Rising incomes mean many Iraqi men marry multiple wives
Hashem (a pseudonym), told Al-Monitor, “I married a widow who works as a schoolteacher and lives in the city of Karbala. I did so because I needed a woman from the same academic and cultural background as mine, as I was fed up with my illiterate wife.”
Hashem said that he graduated from the Arabic department at the University of Baghdad in 1982 and then married his cousin while living in the countryside on the outskirts of Baghdad.
“After 2003, my monthly salary increased and my living situation improved. Later on, I met a female colleague and we agreed to get married,” Hashem said, adding bluntly, “My first wife does not know I have a second wife, but my new wife knows that I am married and she understands the circumstances that drove me to marry a woman who is not of my level.”
Although Hashem, who is a teacher, said he married a woman who does not share his educational level, he has four children with her and he is proud of them.

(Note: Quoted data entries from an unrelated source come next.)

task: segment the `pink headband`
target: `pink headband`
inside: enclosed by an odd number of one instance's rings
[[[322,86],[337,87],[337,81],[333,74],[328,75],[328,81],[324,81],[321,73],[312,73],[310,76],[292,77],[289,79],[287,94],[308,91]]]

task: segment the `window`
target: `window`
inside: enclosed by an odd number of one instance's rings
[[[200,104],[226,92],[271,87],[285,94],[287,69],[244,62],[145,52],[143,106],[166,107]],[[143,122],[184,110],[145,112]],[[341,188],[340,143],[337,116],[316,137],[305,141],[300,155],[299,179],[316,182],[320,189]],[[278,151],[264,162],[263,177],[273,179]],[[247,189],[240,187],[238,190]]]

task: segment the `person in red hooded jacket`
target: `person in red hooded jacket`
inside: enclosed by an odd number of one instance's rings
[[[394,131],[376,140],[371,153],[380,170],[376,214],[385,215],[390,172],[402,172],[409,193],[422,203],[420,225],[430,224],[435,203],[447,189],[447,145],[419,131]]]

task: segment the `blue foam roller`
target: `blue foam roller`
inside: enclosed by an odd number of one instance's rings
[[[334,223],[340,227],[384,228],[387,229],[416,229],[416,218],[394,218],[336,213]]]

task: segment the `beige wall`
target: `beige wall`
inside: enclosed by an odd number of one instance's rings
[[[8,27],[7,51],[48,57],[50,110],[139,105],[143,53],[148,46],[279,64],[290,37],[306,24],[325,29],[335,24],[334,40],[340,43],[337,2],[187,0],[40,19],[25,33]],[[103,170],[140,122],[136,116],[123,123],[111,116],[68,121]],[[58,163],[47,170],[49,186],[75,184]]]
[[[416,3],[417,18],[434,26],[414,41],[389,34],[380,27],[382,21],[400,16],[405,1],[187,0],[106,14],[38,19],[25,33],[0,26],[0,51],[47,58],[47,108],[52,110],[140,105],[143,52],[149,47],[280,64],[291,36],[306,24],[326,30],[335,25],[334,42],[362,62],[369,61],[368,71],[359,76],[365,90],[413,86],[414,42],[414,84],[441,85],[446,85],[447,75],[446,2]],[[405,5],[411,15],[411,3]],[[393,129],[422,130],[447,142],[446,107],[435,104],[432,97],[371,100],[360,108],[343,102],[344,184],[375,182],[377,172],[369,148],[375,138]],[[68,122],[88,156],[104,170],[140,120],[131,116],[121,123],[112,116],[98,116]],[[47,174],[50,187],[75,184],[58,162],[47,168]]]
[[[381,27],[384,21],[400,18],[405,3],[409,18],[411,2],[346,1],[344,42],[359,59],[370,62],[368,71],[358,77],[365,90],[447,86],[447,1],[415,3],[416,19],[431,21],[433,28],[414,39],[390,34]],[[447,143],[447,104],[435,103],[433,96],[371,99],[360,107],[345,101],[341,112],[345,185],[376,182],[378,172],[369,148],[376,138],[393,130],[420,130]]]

Women's rights activist Susan Qaisi told Al-Monitor that this duality in behavior — when a man lives with a wife for two decades and has four children with her and then claims that she is unsuitable and that he is forced to remarry — is social hypocrisy. She said, “This is the product of a backward culture that sees women as a commodity that may be sold by a man as he pleases. Invoking cultural differences after a long time of marriage is not convincing.”
The second-wife phenomenon, both publicly and in secret, is widely spread in Iraqi society. Polygamy has increased with per capita income.